Os mandados foram expedidos pelo Juízo Estadual da 2ª Vara Criminal da Comarca de Vilhena/RO e há colaboração da Polícia Militar e do Ministério Público de Rondônia durante a deflagração da operação.

Em Rondônia foram cumpridos mandados de prisões preventivas e temporárias, além de buscas e apreensões nas seguintes cidades do Estado: Espigão do Oeste (14), Ariquemes (12), Rolim de Moura (08), Nova Brasilândia (03), Alta Floresta (02), São Miguel do Guaporé (02) e Jaru (02).

A operação foi denominada “Carga Prensada” em referência à forma como a droga era transportada em meio a cargas em veículos de grande porte.

Ostentação em redes sociais

Uma coisa que chamou a atenção da Polícia Federal é a ostentação exibida pelos integrantes em redes sociais. Cordões grossos e braceletes de ouro, jet esqui, veículos de alto luxo, viagens caras. Situações incompatíveis com um país que enfrenta uma das piores crises econômicas da história.

Com o decorrer das investigações, foi descoberto o vínculo dos integrantes com a facção criminosa carioca Comando Vermelho.

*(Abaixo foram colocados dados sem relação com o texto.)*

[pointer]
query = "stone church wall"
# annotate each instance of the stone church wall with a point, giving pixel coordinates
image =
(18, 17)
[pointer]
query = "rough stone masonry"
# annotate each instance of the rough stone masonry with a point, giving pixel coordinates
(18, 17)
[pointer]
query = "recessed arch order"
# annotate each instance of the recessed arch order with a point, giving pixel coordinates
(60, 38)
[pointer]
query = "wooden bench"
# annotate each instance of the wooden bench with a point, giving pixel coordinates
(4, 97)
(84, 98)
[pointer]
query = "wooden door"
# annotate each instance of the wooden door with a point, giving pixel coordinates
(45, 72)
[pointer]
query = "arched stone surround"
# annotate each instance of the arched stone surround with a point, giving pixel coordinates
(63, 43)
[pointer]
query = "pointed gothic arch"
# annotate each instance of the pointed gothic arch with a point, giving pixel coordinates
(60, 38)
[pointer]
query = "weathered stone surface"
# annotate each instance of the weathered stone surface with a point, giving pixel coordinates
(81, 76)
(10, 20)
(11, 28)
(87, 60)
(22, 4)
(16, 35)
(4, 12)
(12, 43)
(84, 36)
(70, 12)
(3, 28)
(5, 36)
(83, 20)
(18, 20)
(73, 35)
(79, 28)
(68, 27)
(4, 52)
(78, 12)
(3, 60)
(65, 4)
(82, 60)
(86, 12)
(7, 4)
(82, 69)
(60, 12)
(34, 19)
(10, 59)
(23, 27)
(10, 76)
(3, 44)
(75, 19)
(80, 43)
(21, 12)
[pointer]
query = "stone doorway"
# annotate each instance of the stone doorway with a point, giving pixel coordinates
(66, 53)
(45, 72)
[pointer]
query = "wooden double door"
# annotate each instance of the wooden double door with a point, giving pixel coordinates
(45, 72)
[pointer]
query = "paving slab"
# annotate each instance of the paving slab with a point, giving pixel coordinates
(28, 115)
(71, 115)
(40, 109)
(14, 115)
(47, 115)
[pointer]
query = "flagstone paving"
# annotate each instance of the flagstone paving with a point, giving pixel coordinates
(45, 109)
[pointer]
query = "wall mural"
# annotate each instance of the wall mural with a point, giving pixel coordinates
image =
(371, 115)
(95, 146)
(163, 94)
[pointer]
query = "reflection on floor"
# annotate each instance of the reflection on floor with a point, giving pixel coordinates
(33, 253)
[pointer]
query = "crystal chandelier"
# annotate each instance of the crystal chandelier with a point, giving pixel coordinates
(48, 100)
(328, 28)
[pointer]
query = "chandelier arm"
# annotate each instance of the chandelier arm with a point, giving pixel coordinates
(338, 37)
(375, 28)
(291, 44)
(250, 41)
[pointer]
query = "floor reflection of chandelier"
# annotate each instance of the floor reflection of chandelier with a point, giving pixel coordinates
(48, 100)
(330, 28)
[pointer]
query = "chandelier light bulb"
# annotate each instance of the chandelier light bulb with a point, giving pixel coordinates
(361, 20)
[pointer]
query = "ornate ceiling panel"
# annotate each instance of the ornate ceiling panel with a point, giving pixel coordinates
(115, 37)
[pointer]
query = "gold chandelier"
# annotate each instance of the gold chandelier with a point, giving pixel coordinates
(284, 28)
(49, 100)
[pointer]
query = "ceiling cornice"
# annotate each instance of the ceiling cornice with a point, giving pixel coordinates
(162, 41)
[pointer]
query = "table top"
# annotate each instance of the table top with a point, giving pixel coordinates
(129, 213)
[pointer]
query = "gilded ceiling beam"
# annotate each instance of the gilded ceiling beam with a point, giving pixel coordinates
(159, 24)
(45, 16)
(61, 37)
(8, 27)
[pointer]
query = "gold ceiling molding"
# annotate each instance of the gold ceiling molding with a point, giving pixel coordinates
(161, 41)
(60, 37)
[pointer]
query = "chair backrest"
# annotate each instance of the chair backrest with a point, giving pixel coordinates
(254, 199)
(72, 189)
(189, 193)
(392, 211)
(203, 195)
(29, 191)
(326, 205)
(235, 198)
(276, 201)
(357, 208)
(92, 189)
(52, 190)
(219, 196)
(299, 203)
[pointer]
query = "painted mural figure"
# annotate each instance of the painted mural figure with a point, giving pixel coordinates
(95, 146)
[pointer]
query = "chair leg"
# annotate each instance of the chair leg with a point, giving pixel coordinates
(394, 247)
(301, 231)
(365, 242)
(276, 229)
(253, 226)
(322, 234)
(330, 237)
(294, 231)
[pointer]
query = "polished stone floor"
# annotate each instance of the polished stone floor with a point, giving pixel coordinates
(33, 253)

Fernandinho Beira-Mar – Foto: Divulgação

O Comando Vermelho em Rondônia

A facção criminosa carioca Comando Vermelho começou a se estabelecer em Rondônia de forma mais intensa a partir da transferência do chefe da facção Fernandinho Beira-Mar para a Penitenciária Federal de Porto Velho, em fevereiro de 2012.

O principal chefe do CV é dono de transportadora, fazendas e inúmeras empresas usadas como fachada para lavar o dinheiro e viabilizar o tráfico internacional e nacional de drogas.

O criminoso foi um dos responsáveis por transformar Rondônia em uma das principais rotas do narcotráfico nacional e internacional.

A Bolívia, vizinha do estado amazônico, é um dos principais países fornecedores de cocaína.

O transporte da droga, de Rondônia para o Brasil, é feito principalmente em caminhões de carga.